Today in History: First WWII kamikaze attacks struck Allied Forces
More than 5 000 kamikaze pilots died in the gulf battle-taking down 34 ships.

On this day in 1944, during the Battle of the Leyte Gulf, the Japanese deployed kamikaze (‘divine wind’) suicide bombers against American warships for the first time.
The decision to employ suicide bombers against the American fleet at Leyte, an island in the Philippines, was based on the failure of conventional naval and aerial engagements to stop the American offensive. Japanese naval Captain Motoharu Okamura declared: “I firmly believe that the only way to swing the war in our favour is to resort to crash-dive attacks with our planes … There will be more than enough volunteers for this chance to save our country.”

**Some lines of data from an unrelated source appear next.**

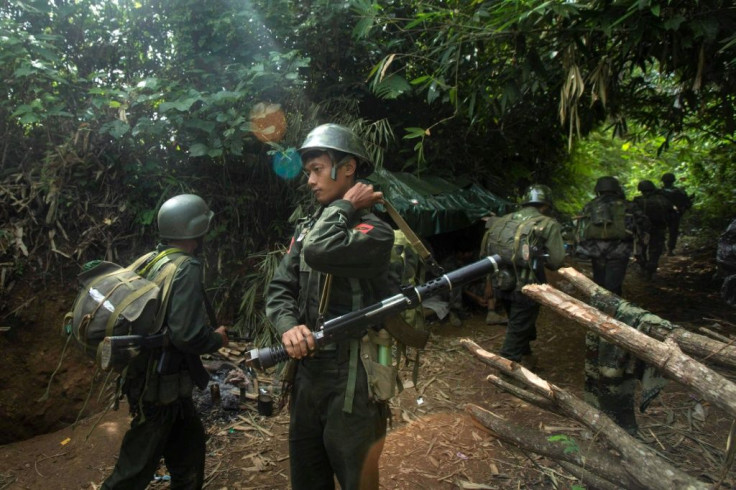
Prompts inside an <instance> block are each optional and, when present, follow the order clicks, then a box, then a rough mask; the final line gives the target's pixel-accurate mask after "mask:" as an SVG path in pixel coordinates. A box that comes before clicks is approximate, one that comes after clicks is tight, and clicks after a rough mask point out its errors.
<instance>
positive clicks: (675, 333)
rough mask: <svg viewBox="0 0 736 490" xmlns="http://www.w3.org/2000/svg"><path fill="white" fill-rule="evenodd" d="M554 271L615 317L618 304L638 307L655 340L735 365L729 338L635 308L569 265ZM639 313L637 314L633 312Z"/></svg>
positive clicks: (598, 308)
mask: <svg viewBox="0 0 736 490" xmlns="http://www.w3.org/2000/svg"><path fill="white" fill-rule="evenodd" d="M558 272H559V273H560V275H561V276H562V277H564V278H565V279H567V280H568V281H569V282H570V283H571V284H572V285H573V286H575V288H577V289H578V290H579V291H581V292H582V293H583V294H585V295H586V296H588V297H589V298H590V304H591V305H592V306H594V307H596V308H598V309H599V310H601V311H602V312H604V313H606V314H608V315H609V316H612V317H614V318H616V317H617V312H618V311H619V308H620V307H621V306H622V305H625V306H626V307H627V308H629V309H630V310H636V309H638V310H640V316H641V321H642V324H643V325H644V330H645V331H648V334H649V335H650V336H651V337H653V338H655V339H657V340H662V341H663V340H666V339H671V340H673V341H674V342H675V343H676V344H677V345H679V346H680V349H682V351H683V352H685V353H686V354H688V355H690V356H693V357H694V358H696V359H697V360H699V361H700V362H703V363H706V362H707V363H714V364H718V365H720V366H728V367H736V346H734V345H732V344H731V342H726V343H724V342H719V341H718V340H713V339H711V338H708V337H706V336H704V335H698V334H696V333H693V332H690V331H688V330H687V329H685V328H683V327H681V326H679V325H675V324H673V323H671V322H669V321H667V320H665V319H663V318H661V317H659V316H657V315H655V314H653V313H651V312H649V311H647V310H645V309H643V308H637V307H636V306H634V305H633V304H631V303H630V302H628V301H626V300H624V299H622V298H621V297H619V296H617V295H615V294H613V293H612V292H610V291H609V290H607V289H605V288H603V287H601V286H599V285H598V284H596V283H594V282H593V281H592V280H590V279H589V278H588V277H587V276H586V275H584V274H583V273H581V272H580V271H578V270H576V269H573V268H572V267H564V268H562V269H559V270H558ZM637 316H639V315H637Z"/></svg>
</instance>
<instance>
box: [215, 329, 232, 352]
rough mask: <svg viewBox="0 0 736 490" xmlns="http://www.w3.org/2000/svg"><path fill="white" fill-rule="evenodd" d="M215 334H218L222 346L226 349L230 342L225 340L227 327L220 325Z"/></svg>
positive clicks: (227, 339) (226, 330) (225, 339)
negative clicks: (224, 347)
mask: <svg viewBox="0 0 736 490" xmlns="http://www.w3.org/2000/svg"><path fill="white" fill-rule="evenodd" d="M215 333H219V334H220V337H222V346H223V347H227V346H228V344H229V343H230V340H229V339H228V338H227V327H226V326H224V325H220V326H219V327H217V329H216V330H215Z"/></svg>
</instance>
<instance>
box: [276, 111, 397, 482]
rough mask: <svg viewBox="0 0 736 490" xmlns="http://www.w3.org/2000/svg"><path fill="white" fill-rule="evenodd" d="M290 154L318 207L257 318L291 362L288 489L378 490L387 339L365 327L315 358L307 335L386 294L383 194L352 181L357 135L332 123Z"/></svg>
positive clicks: (371, 328)
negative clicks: (313, 196)
mask: <svg viewBox="0 0 736 490" xmlns="http://www.w3.org/2000/svg"><path fill="white" fill-rule="evenodd" d="M299 153H300V154H301V158H302V165H303V169H304V173H305V174H306V176H307V184H308V185H309V187H310V189H311V190H312V193H313V194H314V197H315V198H316V200H317V202H318V203H319V209H318V210H317V212H316V213H315V214H314V215H313V216H311V217H309V218H306V219H303V220H301V221H300V222H299V223H298V225H297V227H296V230H295V232H294V235H293V238H292V240H291V245H290V247H289V250H288V251H287V253H286V255H285V256H284V258H283V259H282V261H281V263H280V264H279V267H278V268H277V270H276V272H275V274H274V277H273V280H272V281H271V283H270V284H269V286H268V290H267V294H266V314H267V316H268V318H269V320H270V321H271V322H272V323H273V325H274V326H275V328H276V330H277V331H278V332H279V334H281V340H282V342H283V344H284V346H285V348H286V350H287V352H288V354H289V356H290V357H292V358H293V359H296V360H297V361H295V362H294V364H295V366H296V372H295V377H294V379H293V385H292V386H293V391H292V393H291V402H290V403H291V405H290V423H289V455H290V465H291V469H290V472H291V487H292V488H294V489H296V490H301V489H305V490H306V489H315V488H320V489H327V488H334V479H335V477H337V480H338V482H339V484H340V487H341V488H342V489H343V490H358V489H378V481H379V479H378V460H379V457H380V454H381V451H382V449H383V439H384V437H385V434H386V425H387V421H388V414H389V410H388V405H387V401H388V400H389V399H390V397H391V396H392V395H393V391H394V383H395V381H396V377H395V375H396V372H395V369H394V368H393V367H392V366H391V365H390V363H386V362H385V361H383V362H380V361H379V355H378V353H379V352H380V351H381V349H384V350H385V349H388V353H389V354H390V349H391V347H390V343H388V344H386V343H384V345H379V342H382V340H381V339H384V338H385V337H387V336H388V333H387V332H385V330H380V331H378V332H376V331H375V330H374V329H373V328H369V329H368V332H367V334H366V335H365V336H364V337H363V338H362V339H361V338H355V339H349V340H346V341H341V342H337V343H333V344H329V345H327V346H322V347H320V349H319V350H318V351H315V342H314V337H313V335H312V333H311V332H312V331H314V330H316V329H319V328H320V325H321V323H322V322H323V321H324V320H329V319H330V318H334V317H337V316H339V315H343V314H345V313H348V312H350V311H355V310H358V309H360V308H362V307H365V306H368V305H371V304H373V303H375V302H378V301H379V300H380V299H382V298H384V297H386V296H388V294H390V290H389V283H388V271H389V262H390V259H391V249H392V247H393V241H394V233H393V230H392V229H391V227H390V226H389V225H388V224H387V223H385V222H383V221H381V220H380V219H379V218H378V217H377V216H376V215H375V214H373V213H372V212H371V211H370V210H371V207H372V206H373V205H374V204H377V203H381V202H382V201H383V194H382V193H380V192H376V191H374V189H373V187H372V186H370V185H366V184H363V183H361V182H357V181H356V178H357V177H358V173H359V172H360V171H362V170H363V169H364V168H367V167H370V158H369V156H368V154H367V152H366V150H365V147H364V145H363V143H362V141H361V140H360V138H358V136H357V135H355V134H354V133H353V132H352V131H350V130H349V129H348V128H346V127H344V126H340V125H337V124H325V125H322V126H318V127H317V128H315V129H313V130H312V131H311V132H310V133H309V134H308V135H307V137H306V139H305V141H304V143H303V144H302V146H301V148H300V149H299ZM382 334H385V336H383V335H382ZM389 339H390V338H389ZM381 357H384V356H383V355H382V356H381ZM385 357H390V355H387V356H385ZM387 364H388V365H387ZM382 374H383V376H382Z"/></svg>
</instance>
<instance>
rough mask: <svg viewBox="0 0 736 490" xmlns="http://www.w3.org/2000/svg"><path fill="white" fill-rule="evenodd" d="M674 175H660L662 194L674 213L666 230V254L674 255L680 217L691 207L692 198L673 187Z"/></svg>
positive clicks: (678, 231) (672, 173)
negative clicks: (672, 210) (669, 203)
mask: <svg viewBox="0 0 736 490" xmlns="http://www.w3.org/2000/svg"><path fill="white" fill-rule="evenodd" d="M674 184H675V174H673V173H671V172H667V173H665V174H663V175H662V194H664V196H665V197H666V198H667V199H669V200H670V201H672V204H674V205H675V210H676V212H674V213H672V216H671V219H670V222H669V226H668V230H667V235H668V236H667V253H668V255H675V247H676V246H677V238H678V237H679V235H680V221H681V220H682V215H683V214H685V212H686V211H687V210H688V209H690V208H691V207H692V206H693V200H692V198H691V197H690V196H689V195H688V194H687V192H685V191H684V190H682V189H681V188H680V187H676V186H675V185H674Z"/></svg>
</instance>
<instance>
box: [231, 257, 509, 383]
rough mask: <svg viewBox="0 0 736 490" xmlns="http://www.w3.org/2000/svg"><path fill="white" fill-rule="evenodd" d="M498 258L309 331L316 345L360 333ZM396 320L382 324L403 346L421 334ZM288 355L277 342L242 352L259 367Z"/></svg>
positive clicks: (263, 365)
mask: <svg viewBox="0 0 736 490" xmlns="http://www.w3.org/2000/svg"><path fill="white" fill-rule="evenodd" d="M502 260H503V259H501V257H500V256H499V255H491V256H488V257H485V258H483V259H481V260H478V261H476V262H473V263H472V264H468V265H466V266H464V267H461V268H459V269H456V270H454V271H451V272H448V273H446V274H443V275H442V276H440V277H437V278H435V279H432V280H431V281H428V282H425V283H424V284H420V285H417V286H406V287H404V288H402V290H401V292H400V293H399V294H397V295H394V296H391V297H390V298H386V299H384V300H383V301H381V302H379V303H375V304H373V305H371V306H367V307H365V308H361V309H360V310H356V311H352V312H350V313H346V314H345V315H342V316H338V317H336V318H332V319H330V320H327V321H326V322H324V323H323V324H322V325H321V327H320V329H319V330H317V331H315V332H312V335H313V336H314V341H315V343H316V344H317V347H320V346H323V345H326V344H330V343H332V342H336V341H339V340H343V339H348V338H355V337H358V336H362V333H363V332H364V331H365V329H366V328H369V327H374V326H376V325H377V324H379V322H380V321H381V320H383V319H385V318H388V317H390V316H393V315H396V314H398V313H401V312H402V311H404V310H408V309H411V308H415V307H416V306H419V305H420V304H421V303H422V301H423V300H424V298H428V297H430V296H434V295H435V294H438V293H441V292H444V291H450V290H452V289H453V288H456V287H460V286H462V285H463V284H465V283H467V282H470V281H473V280H475V279H478V278H480V277H482V276H484V275H486V274H488V273H491V272H498V268H499V265H500V264H501V263H502ZM399 323H400V322H387V323H386V325H384V326H385V328H386V330H388V331H389V333H390V334H391V335H393V336H394V337H396V338H397V339H398V340H399V341H401V342H404V343H405V344H406V345H410V346H411V345H415V344H416V342H415V341H416V339H414V338H409V337H407V334H410V335H422V332H418V331H416V330H414V329H411V328H409V327H408V325H407V326H406V329H404V330H402V329H396V328H394V326H395V325H397V324H399ZM406 330H410V331H411V332H407V331H406ZM427 335H428V334H427V333H426V332H424V333H423V336H424V343H426V337H427ZM422 345H423V343H422ZM288 358H289V354H288V353H287V352H286V348H285V347H284V346H283V345H281V344H279V345H276V346H271V347H264V348H261V349H252V350H251V351H250V352H248V353H247V354H246V356H245V363H246V364H247V365H248V366H253V367H255V368H256V369H261V370H263V369H266V368H269V367H271V366H275V365H276V364H278V363H279V362H282V361H286V360H287V359H288Z"/></svg>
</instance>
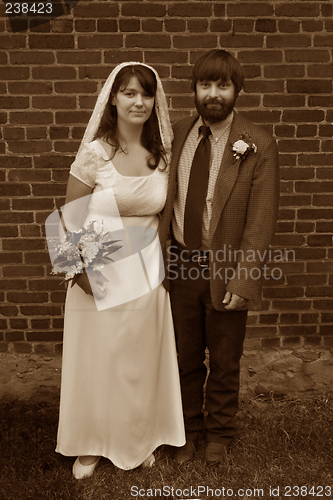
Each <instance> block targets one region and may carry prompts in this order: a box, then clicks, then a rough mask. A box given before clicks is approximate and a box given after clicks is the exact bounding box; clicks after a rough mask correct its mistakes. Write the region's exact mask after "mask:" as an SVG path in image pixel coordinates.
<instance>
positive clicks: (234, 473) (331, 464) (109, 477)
mask: <svg viewBox="0 0 333 500" xmlns="http://www.w3.org/2000/svg"><path fill="white" fill-rule="evenodd" d="M57 419H58V410H57V409H56V408H54V407H52V406H48V405H46V404H39V405H34V404H32V403H30V404H23V403H18V402H16V403H15V402H14V403H2V404H0V499H1V500H28V499H33V500H51V499H52V500H53V499H56V500H62V499H63V500H67V499H69V500H130V499H135V498H138V499H151V498H154V499H156V498H157V499H162V500H174V499H177V500H179V499H180V498H182V499H192V500H193V499H198V498H200V500H206V499H208V500H211V499H214V500H215V499H219V498H222V499H224V498H231V499H234V500H235V499H242V500H249V499H258V498H261V499H264V500H271V499H278V500H280V499H288V498H290V499H292V498H299V499H305V498H306V499H312V500H313V499H318V498H322V499H325V498H326V499H327V498H333V460H332V458H333V394H332V395H320V396H318V395H317V396H299V397H298V396H295V397H288V398H284V399H280V400H275V399H265V398H261V397H259V398H257V399H252V400H245V401H242V402H241V405H240V411H239V413H238V416H237V428H238V432H237V436H236V439H235V442H234V444H233V447H232V450H231V453H230V456H229V457H228V461H227V463H226V464H225V465H213V466H206V465H205V462H204V460H203V456H204V446H203V445H201V446H200V448H199V450H198V454H197V455H196V458H195V460H194V461H193V462H191V463H189V464H186V465H182V466H177V465H176V464H175V462H174V461H173V460H172V458H171V456H170V453H169V450H168V449H167V448H165V447H164V448H161V449H159V450H158V451H157V453H156V464H155V466H154V467H152V468H151V469H143V468H141V467H139V468H137V469H134V470H132V471H123V470H120V469H117V468H116V467H114V466H113V465H112V464H111V462H110V461H108V460H106V459H102V460H101V462H100V464H99V467H98V468H97V469H96V473H95V475H94V476H93V477H91V478H88V479H85V480H81V481H76V480H75V479H73V478H72V475H71V467H72V464H73V458H68V457H63V456H61V455H59V454H57V453H55V452H54V448H55V439H56V432H57ZM191 486H192V488H193V489H192V494H191V491H190V488H191ZM199 486H200V487H201V489H200V490H199V491H198V487H199ZM288 486H289V487H297V486H298V487H299V490H297V488H294V489H290V490H289V488H288ZM301 486H303V489H302V490H301ZM330 486H331V487H332V492H330V490H329V489H328V488H326V489H325V487H330ZM163 487H164V490H163ZM172 488H173V490H172ZM223 488H224V490H223ZM270 488H271V489H270ZM278 488H279V490H278ZM311 488H312V489H311ZM155 489H156V491H154V490H155ZM240 489H241V491H239V490H240ZM187 490H189V491H187ZM203 490H204V491H203ZM246 490H247V491H246ZM288 493H289V495H288Z"/></svg>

The first kamikaze force was composed of 24 volunteer pilots from Japan’s 201st Navy Air Group. The targets were US escort carriers; one, the St Lo, was struck by a A6M Zero fighter and sank in less than an hour, killing 100 Americans.
For their kamikaze raids, the Japanese employed both conventional aircraft and specially designed planes, called Ohka (‘cherry blossom’) by the Japanese, but Baka (‘fool’) by the Americans, who saw them as acts of desperation. The Ohka was a rocket-powered plane that was carried toward its target attached to the belly of a bomber.
All told, more than 1 321 Japanese aircraft crash-dived into Allied warships during the war in a desperate effort to reverse the growing Allied advantage in the Pacific. While approximately 3 000 Americans and Brits died because of these attacks, the damage done did not prevent the Allied capture of the Philippines, Iwo Jima, and Okinawa.